Negli incontri con il pubblico di solito si dondola tra boutades e risposte al risparmio. L’ultima volta è stata al Bif&st di Bari, dove ha ricevuto il premio alla carriera e dove il direttore di
Positif,
Michel Ciment, in platea sussurrava all’orecchio del vicino: «Pare il remake delle interviste a John Ford, monosillabi in replica a domande sterminate ». Ma nel faccia a faccia, il guardingo Frears si liquefa in affabile lago. Perché questo cambiamento? «In pubblico ho l’impressione che la gente non creda a quel che dico. Perciò mi tengo allo scherzo. Ma, soprattutto, non ho il talento del racconto: sono un artigiano del cinema — anche Fellini lo diceva di sé — non sono capace di spiegare quel che faccio. Chiedetemi film, non discorsi».

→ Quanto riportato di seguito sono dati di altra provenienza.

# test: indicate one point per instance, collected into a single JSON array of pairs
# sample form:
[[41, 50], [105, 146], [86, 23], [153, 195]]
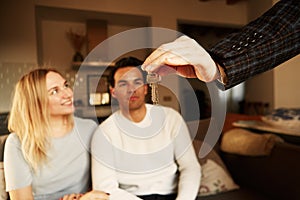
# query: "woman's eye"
[[122, 84], [139, 82]]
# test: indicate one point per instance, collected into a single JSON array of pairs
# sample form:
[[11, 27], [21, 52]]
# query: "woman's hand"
[[185, 57], [92, 195]]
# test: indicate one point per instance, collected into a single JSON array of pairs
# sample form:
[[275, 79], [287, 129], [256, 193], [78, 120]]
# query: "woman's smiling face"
[[60, 95]]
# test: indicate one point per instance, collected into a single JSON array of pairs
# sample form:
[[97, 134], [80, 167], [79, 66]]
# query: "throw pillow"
[[247, 143], [215, 179], [285, 119], [3, 193], [215, 176]]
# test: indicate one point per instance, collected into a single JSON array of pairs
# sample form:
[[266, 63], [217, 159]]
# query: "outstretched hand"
[[185, 57]]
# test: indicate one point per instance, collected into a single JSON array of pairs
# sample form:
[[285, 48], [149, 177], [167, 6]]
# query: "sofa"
[[259, 177]]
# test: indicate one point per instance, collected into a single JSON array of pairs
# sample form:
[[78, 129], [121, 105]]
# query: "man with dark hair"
[[142, 151]]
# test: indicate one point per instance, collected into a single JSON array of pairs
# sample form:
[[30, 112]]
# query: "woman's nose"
[[67, 93]]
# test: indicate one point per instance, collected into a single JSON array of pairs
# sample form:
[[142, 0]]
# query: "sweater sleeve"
[[188, 165], [261, 45]]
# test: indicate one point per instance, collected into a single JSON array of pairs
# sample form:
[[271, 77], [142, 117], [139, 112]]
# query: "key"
[[153, 79]]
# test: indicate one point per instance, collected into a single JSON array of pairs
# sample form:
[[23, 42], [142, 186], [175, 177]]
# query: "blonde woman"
[[46, 155]]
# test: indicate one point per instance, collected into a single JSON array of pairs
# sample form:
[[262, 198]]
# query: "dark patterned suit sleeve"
[[262, 45]]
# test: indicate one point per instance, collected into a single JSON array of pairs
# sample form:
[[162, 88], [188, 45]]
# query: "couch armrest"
[[276, 175]]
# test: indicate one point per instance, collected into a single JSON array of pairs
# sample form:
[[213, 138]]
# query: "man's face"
[[129, 90]]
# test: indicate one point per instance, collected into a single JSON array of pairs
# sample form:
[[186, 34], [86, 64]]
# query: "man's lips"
[[133, 98]]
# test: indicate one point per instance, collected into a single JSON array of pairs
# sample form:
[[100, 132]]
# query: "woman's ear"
[[146, 89]]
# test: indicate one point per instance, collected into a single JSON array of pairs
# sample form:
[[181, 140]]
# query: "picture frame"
[[98, 90]]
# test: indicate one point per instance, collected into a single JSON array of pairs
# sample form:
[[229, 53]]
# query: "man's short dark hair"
[[125, 62]]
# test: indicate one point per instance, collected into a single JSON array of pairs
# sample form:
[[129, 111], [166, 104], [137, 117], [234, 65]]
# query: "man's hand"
[[185, 57]]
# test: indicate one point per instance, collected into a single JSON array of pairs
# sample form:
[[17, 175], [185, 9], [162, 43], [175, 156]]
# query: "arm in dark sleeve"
[[261, 45]]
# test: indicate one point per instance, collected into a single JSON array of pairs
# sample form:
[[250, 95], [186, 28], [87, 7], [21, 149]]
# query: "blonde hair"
[[29, 117]]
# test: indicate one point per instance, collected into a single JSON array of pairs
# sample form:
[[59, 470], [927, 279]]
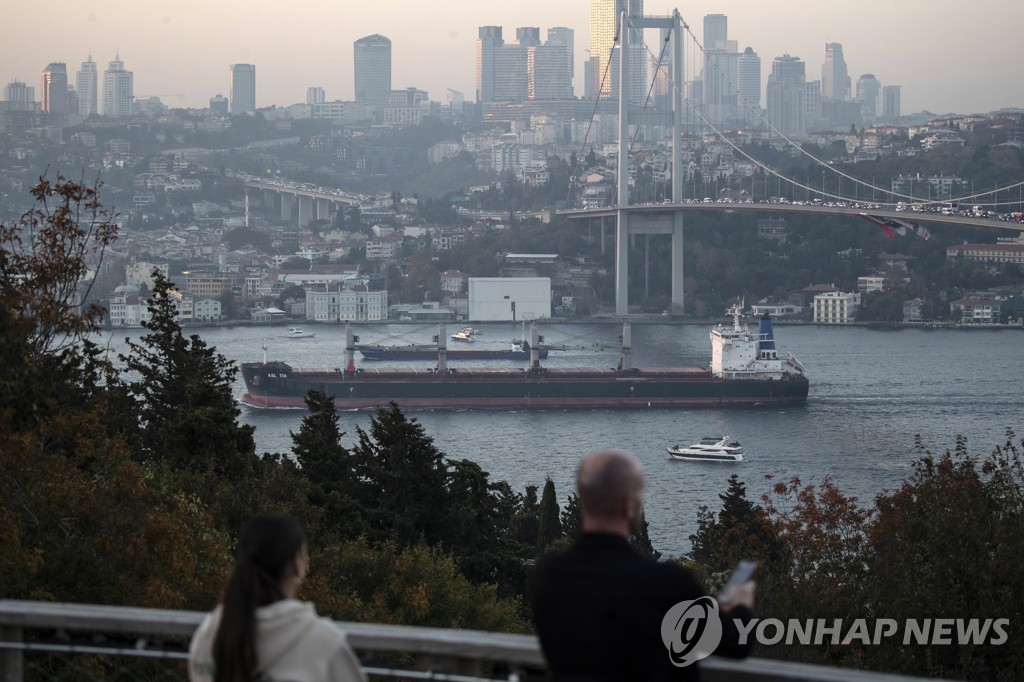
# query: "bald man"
[[599, 606]]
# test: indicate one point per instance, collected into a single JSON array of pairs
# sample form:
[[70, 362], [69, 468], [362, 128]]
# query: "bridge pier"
[[305, 212]]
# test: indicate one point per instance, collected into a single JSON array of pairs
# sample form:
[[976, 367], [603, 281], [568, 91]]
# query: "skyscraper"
[[565, 38], [119, 92], [86, 84], [890, 102], [242, 88], [604, 15], [835, 77], [488, 40], [785, 95], [869, 96], [749, 86], [716, 30], [373, 70], [315, 95], [53, 88]]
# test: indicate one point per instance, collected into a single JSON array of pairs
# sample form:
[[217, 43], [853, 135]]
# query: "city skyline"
[[907, 44]]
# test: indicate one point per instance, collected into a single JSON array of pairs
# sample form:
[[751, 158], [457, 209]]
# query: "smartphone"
[[742, 572]]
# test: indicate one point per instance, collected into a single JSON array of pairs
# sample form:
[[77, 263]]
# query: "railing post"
[[10, 659]]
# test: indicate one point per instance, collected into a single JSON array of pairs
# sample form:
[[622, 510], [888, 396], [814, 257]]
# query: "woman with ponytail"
[[260, 633]]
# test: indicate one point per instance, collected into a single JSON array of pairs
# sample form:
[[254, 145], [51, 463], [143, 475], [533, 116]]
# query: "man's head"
[[609, 483]]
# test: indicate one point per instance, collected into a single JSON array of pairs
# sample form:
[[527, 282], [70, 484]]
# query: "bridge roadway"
[[765, 207]]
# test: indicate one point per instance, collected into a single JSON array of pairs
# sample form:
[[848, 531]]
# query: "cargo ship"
[[745, 370], [519, 350]]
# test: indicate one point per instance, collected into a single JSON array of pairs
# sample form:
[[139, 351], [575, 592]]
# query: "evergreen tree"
[[328, 466], [186, 412], [549, 526], [402, 477]]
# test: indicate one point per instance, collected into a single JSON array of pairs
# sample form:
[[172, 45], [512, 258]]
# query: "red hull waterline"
[[288, 402]]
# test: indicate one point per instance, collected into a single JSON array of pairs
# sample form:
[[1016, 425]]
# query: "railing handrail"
[[434, 642]]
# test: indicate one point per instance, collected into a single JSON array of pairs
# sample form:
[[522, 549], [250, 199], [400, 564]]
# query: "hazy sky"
[[948, 55]]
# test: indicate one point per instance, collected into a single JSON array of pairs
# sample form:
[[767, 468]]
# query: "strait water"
[[871, 391]]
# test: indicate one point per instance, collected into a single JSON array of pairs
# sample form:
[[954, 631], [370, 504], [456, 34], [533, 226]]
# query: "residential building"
[[785, 95], [993, 254], [913, 310], [119, 92], [976, 310], [373, 70], [835, 77], [836, 307], [242, 88], [86, 84], [53, 88]]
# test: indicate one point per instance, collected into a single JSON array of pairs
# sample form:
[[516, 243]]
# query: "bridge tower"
[[632, 221]]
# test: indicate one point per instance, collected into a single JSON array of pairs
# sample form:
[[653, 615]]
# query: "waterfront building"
[[86, 83], [242, 88], [119, 92], [786, 95], [835, 77], [836, 307], [53, 88], [373, 70]]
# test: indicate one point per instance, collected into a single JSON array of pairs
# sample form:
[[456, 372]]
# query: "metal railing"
[[45, 640]]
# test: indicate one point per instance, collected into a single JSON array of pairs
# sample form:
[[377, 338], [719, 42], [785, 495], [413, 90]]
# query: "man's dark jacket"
[[598, 608]]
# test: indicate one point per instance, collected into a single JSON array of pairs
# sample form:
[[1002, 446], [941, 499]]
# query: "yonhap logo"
[[691, 631]]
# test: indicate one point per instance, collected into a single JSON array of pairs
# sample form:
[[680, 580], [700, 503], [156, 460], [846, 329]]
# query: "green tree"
[[403, 477], [328, 466], [184, 405], [549, 525]]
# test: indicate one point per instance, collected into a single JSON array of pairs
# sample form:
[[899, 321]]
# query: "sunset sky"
[[948, 56]]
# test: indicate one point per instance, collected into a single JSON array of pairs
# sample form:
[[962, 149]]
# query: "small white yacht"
[[711, 449]]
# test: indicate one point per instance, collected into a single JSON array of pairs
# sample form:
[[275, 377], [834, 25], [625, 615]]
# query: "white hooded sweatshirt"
[[293, 644]]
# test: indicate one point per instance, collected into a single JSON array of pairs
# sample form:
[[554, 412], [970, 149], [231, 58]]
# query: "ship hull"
[[278, 385], [430, 354]]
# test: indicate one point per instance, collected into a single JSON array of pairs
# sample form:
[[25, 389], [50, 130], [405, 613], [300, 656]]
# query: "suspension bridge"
[[898, 211]]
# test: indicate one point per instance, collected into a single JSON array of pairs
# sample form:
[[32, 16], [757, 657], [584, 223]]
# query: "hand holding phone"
[[741, 573]]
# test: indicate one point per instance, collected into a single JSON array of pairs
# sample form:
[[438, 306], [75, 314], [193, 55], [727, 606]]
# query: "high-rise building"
[[53, 88], [785, 95], [869, 96], [19, 97], [242, 88], [86, 83], [749, 86], [488, 40], [119, 92], [565, 38], [890, 102], [219, 104], [315, 95], [716, 31], [373, 70], [721, 82], [604, 16], [835, 77]]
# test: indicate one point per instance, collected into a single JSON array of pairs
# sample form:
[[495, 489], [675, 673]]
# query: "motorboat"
[[711, 449]]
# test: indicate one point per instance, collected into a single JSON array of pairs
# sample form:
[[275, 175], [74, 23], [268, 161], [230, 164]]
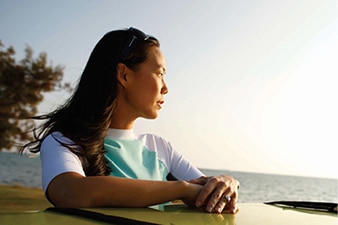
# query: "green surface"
[[19, 199], [17, 204], [180, 214]]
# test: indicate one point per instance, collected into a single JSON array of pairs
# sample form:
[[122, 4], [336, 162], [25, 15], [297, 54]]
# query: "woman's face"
[[146, 87]]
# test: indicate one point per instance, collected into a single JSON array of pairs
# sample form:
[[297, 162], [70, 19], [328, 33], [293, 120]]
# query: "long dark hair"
[[86, 116]]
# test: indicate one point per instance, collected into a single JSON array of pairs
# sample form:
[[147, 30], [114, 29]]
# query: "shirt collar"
[[120, 134]]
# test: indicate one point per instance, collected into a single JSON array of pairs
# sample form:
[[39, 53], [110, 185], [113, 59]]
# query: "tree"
[[22, 85]]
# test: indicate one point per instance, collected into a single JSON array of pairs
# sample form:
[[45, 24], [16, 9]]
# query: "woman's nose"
[[164, 89]]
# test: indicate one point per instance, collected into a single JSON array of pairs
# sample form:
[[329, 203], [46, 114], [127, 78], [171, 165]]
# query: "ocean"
[[255, 187]]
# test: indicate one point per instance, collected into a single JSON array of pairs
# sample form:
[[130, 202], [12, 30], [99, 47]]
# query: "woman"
[[91, 136]]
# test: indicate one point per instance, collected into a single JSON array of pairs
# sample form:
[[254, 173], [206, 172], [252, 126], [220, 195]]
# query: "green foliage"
[[22, 85]]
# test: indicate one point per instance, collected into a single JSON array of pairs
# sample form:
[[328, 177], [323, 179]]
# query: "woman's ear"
[[121, 74]]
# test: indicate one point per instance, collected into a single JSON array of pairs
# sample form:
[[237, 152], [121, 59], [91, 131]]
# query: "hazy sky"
[[252, 84]]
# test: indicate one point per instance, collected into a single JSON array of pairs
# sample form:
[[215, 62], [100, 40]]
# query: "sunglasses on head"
[[135, 38]]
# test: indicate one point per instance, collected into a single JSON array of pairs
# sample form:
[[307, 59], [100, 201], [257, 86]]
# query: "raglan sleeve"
[[57, 159], [180, 167]]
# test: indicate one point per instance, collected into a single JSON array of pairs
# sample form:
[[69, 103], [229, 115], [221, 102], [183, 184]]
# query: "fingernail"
[[198, 204]]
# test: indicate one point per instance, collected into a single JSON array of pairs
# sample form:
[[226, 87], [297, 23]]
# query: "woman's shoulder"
[[55, 138], [155, 141]]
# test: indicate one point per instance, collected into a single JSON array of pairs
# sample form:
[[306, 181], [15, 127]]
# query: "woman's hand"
[[218, 193], [192, 192]]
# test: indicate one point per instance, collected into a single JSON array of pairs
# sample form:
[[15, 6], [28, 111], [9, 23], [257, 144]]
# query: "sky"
[[252, 83]]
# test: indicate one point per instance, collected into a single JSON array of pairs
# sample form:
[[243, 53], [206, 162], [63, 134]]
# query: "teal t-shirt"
[[132, 159]]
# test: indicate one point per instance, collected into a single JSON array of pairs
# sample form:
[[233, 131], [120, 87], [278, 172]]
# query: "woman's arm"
[[74, 190]]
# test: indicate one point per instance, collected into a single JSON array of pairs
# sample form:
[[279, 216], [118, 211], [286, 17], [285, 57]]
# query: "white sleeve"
[[177, 165], [57, 159], [180, 167]]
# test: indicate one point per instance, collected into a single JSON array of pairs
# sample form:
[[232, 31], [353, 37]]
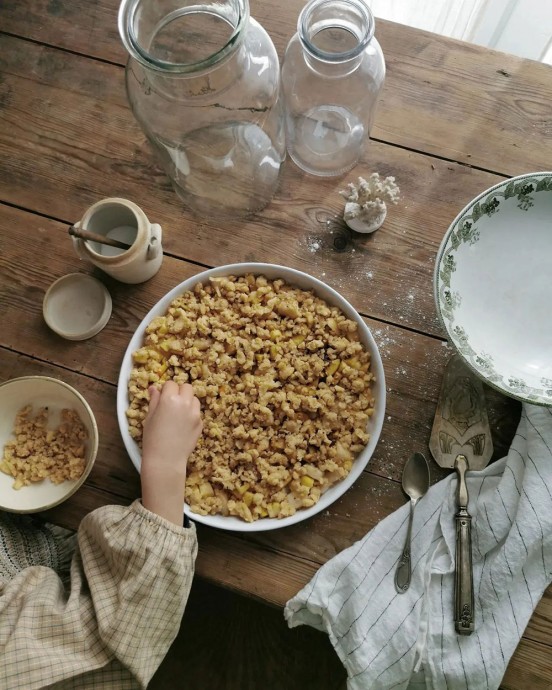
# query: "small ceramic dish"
[[42, 391], [77, 306], [297, 279], [493, 289]]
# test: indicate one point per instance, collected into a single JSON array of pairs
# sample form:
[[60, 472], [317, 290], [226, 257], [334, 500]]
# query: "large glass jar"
[[203, 81], [332, 74]]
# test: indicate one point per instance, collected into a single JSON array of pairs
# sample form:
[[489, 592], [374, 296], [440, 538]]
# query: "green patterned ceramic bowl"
[[493, 286]]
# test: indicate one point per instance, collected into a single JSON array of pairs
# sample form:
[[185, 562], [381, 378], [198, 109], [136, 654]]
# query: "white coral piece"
[[366, 205]]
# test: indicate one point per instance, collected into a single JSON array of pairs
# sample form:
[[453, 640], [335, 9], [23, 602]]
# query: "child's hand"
[[171, 430]]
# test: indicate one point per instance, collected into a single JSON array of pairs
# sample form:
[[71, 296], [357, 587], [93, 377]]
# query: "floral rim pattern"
[[464, 230]]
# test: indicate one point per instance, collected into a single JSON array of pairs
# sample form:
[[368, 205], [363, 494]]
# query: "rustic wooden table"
[[453, 120]]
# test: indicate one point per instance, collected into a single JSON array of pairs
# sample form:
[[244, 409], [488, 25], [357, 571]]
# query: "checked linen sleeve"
[[130, 579]]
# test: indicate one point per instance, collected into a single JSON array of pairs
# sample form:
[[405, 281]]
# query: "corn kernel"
[[333, 367], [273, 509], [206, 490]]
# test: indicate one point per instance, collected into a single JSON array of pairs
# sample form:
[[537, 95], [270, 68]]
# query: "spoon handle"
[[403, 572]]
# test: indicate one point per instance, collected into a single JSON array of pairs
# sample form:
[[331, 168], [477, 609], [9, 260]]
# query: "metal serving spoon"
[[415, 483]]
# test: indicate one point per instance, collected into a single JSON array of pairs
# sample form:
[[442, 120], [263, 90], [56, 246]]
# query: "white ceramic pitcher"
[[122, 220]]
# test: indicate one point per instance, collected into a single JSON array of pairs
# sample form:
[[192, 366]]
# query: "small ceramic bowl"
[[42, 391], [77, 306]]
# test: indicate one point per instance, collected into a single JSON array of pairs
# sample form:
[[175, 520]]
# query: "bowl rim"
[[64, 283], [287, 274], [436, 285], [94, 450]]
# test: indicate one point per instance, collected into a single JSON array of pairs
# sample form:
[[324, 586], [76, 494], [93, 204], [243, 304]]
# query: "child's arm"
[[130, 577], [171, 430]]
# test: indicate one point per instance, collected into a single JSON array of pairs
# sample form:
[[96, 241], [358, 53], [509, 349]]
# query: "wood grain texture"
[[271, 566], [79, 143], [466, 103], [227, 641], [453, 120], [413, 362]]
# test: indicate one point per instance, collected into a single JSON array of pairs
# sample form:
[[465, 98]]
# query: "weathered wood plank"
[[270, 566], [439, 82], [413, 362], [78, 143]]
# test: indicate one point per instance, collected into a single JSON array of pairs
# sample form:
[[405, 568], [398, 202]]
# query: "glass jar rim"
[[306, 15], [126, 17]]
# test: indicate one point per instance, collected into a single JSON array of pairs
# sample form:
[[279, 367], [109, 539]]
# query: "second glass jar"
[[332, 75]]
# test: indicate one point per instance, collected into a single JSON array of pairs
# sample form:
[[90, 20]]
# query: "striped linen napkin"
[[388, 640]]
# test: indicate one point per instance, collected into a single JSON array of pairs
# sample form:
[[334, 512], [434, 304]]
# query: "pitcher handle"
[[154, 246]]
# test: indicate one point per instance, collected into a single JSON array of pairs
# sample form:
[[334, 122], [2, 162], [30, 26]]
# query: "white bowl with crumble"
[[48, 443], [291, 386]]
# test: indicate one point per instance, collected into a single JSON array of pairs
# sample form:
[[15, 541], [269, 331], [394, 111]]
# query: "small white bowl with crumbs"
[[48, 443], [291, 386]]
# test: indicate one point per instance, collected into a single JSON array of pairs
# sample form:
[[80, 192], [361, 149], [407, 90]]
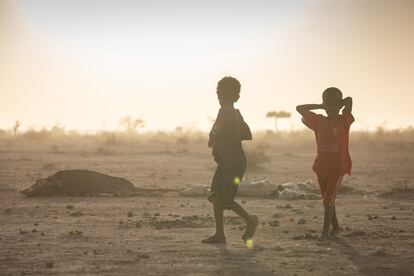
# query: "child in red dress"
[[332, 139]]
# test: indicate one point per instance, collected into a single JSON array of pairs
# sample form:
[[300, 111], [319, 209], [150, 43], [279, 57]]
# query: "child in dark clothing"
[[332, 139], [225, 138]]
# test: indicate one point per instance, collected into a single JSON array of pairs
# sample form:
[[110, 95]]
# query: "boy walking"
[[225, 138], [332, 139]]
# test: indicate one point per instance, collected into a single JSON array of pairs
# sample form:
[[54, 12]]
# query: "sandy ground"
[[161, 235]]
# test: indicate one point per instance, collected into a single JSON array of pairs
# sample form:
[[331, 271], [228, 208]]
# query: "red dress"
[[332, 161]]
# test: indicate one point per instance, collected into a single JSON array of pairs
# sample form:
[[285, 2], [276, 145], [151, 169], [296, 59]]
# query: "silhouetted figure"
[[225, 138], [332, 138]]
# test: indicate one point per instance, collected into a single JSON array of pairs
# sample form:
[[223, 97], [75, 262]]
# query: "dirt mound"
[[86, 183]]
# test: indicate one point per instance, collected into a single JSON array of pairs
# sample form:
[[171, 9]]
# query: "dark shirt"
[[225, 137]]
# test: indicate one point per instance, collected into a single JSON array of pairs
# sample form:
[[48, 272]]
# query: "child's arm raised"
[[302, 109], [347, 102]]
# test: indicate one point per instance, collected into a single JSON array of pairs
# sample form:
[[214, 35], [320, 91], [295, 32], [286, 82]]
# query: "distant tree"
[[131, 125], [16, 127], [278, 115]]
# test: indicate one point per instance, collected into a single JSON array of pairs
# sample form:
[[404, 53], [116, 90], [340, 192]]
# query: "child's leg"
[[251, 221], [219, 236], [327, 219], [333, 183], [335, 223], [323, 186]]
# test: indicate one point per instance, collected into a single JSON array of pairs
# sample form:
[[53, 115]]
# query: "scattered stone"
[[196, 190], [379, 252], [76, 214], [274, 223], [357, 233], [372, 217], [301, 221], [75, 233], [298, 237], [81, 183], [143, 255], [309, 236]]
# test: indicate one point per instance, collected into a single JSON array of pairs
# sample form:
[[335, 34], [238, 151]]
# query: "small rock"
[[298, 237], [301, 221], [274, 223], [310, 236], [76, 214], [144, 256], [372, 217]]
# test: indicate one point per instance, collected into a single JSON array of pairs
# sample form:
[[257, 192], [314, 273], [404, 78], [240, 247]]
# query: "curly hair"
[[228, 88], [331, 92]]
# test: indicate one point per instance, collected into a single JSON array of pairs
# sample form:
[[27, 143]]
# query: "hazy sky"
[[87, 63]]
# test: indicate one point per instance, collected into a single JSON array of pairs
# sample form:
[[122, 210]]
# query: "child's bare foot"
[[251, 228], [214, 239]]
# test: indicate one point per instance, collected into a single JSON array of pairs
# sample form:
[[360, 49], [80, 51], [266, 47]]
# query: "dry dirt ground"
[[161, 235]]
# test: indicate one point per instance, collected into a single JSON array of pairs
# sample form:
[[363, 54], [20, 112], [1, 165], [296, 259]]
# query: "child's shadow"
[[240, 263]]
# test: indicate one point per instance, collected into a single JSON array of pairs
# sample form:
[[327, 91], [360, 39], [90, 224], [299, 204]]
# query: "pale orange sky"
[[86, 64]]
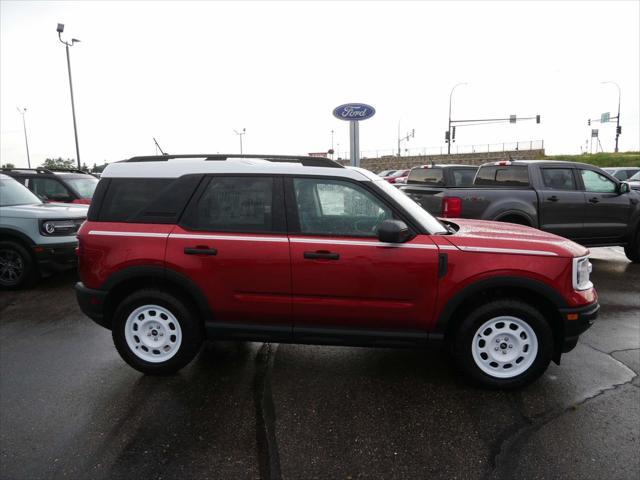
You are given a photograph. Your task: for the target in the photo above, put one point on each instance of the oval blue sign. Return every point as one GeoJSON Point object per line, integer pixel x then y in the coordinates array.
{"type": "Point", "coordinates": [354, 111]}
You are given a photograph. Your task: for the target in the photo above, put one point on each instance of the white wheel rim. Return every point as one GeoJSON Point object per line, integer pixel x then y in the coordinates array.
{"type": "Point", "coordinates": [153, 333]}
{"type": "Point", "coordinates": [504, 347]}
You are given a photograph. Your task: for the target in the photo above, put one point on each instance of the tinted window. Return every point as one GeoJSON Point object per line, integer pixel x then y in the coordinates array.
{"type": "Point", "coordinates": [127, 197]}
{"type": "Point", "coordinates": [594, 182]}
{"type": "Point", "coordinates": [558, 178]}
{"type": "Point", "coordinates": [463, 177]}
{"type": "Point", "coordinates": [503, 176]}
{"type": "Point", "coordinates": [50, 189]}
{"type": "Point", "coordinates": [236, 204]}
{"type": "Point", "coordinates": [330, 207]}
{"type": "Point", "coordinates": [430, 176]}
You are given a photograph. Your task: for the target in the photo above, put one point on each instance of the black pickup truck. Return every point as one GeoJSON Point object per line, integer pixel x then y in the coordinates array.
{"type": "Point", "coordinates": [574, 200]}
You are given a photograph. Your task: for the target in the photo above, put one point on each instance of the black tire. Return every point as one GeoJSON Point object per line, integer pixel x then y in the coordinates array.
{"type": "Point", "coordinates": [632, 251]}
{"type": "Point", "coordinates": [17, 266]}
{"type": "Point", "coordinates": [192, 332]}
{"type": "Point", "coordinates": [462, 343]}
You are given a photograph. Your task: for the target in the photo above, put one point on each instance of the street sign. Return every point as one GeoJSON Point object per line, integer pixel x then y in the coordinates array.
{"type": "Point", "coordinates": [354, 111]}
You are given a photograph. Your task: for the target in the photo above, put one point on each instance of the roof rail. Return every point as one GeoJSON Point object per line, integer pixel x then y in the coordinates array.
{"type": "Point", "coordinates": [304, 160]}
{"type": "Point", "coordinates": [37, 169]}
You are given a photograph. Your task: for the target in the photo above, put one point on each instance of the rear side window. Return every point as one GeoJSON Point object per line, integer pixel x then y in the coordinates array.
{"type": "Point", "coordinates": [503, 176]}
{"type": "Point", "coordinates": [463, 177]}
{"type": "Point", "coordinates": [143, 200]}
{"type": "Point", "coordinates": [237, 204]}
{"type": "Point", "coordinates": [428, 176]}
{"type": "Point", "coordinates": [558, 178]}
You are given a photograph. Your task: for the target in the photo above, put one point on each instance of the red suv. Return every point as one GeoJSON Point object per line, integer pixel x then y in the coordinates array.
{"type": "Point", "coordinates": [180, 248]}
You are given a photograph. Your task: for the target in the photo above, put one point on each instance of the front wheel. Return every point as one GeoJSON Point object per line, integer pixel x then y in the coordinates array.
{"type": "Point", "coordinates": [632, 251]}
{"type": "Point", "coordinates": [503, 344]}
{"type": "Point", "coordinates": [156, 332]}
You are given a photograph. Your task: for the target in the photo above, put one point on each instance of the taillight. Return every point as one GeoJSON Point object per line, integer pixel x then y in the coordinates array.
{"type": "Point", "coordinates": [451, 207]}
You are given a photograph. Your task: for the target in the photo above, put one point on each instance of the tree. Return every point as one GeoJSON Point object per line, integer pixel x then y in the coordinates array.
{"type": "Point", "coordinates": [59, 163]}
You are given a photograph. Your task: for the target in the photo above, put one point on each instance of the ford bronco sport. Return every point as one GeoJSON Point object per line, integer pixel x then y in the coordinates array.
{"type": "Point", "coordinates": [180, 248]}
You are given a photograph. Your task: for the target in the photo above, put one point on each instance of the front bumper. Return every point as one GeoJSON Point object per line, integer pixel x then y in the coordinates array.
{"type": "Point", "coordinates": [576, 322]}
{"type": "Point", "coordinates": [92, 303]}
{"type": "Point", "coordinates": [55, 257]}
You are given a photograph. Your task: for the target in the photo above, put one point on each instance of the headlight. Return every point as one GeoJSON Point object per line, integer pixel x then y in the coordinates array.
{"type": "Point", "coordinates": [581, 272]}
{"type": "Point", "coordinates": [60, 227]}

I film, appunto. Che meraviglia — d’attori, di storie e di “discorsi” — da
My Beautiful Laundrette
a
The Queen,
da
Relazioni pericolose
a
Alta fedeltà,
da
Eroe per caso
a
Rischiose abitudini
e allo straordinario
Lady Henderson
del 2005, dove sfolgora l’ineguagliabile Judi Dench, quattro volte presente nel cinema di Frears: una lunga festa di premi, da Cannes a Venezia, agli Oscar, e un invidiabile
tapis rouge
d’interpreti, da Daniel Day-Lewis (ai suoi esordi, nel 1985) a John Malkovich, a Glenn Close, Michelle Pfeiffer, Uma Thurman, Dustin Hoffman, Helen Mirren, Anjelica Huston, Kathy Bates, Julia Roberts, Gary Oldman... «
My Beautiful
Laundrette
è una tappa cruciale della mia vita, non solo professionale. Un po’ com’era stato, nel 1957, il London Film Festival che a me sedicenne aveva spalancato un mondo nuovo: il cinema europeo, soprattutto italiano e francese. È stato l’inizio di una passione, per Renoir, la Nouvelle Vague, per quei registi che tutti amiamo: i primi che parlavano della nostra realtà sociale, i maestri del mio cinema e di altri della mia generazione». Perché
My Beautiful Laundrette,
che l’ha lanciata quasi trent’anni fa, se lo sente ancora appiccicato addosso? «Ritrae la brutalità sociale della Gran Bretagna nell’era Thatcher. Anche se, per uno di quei paradossi insondabili che si fan beffe di noi e delle nostre migliori intenzioni, il mio durissimo attacco al thatcherismo s’è ribaltato, grazie al successo del film, in un punto a favore della politica mediatica del primo ministro: ecco la prova d’un prodotto di qualità
e dal sicuro ritorno commerciale». Era stato inizialmente previsto per la sola tv, dove Frears sguazzava negli anni belli della Bbc: «Sì, dopo essere stato assistente di Karel Reisz, vi avevo scodellato nel 1972 il primo titolo,
Sequestro pericoloso.
È stata, per tutti, un’epoca d’oro quella precedente alla Lady di Ferro. Una Gran Bretagna modellata a Paese socialista, con uno Stato protettivo delle produzioni Bbc e di ogni forma di cultura. Ma anche su di noi s’è rovesciata presto l’ossessione del profitto, dei grandi numeri, con tutti i meccanismi del capitalismo: che vita dura, dopo...».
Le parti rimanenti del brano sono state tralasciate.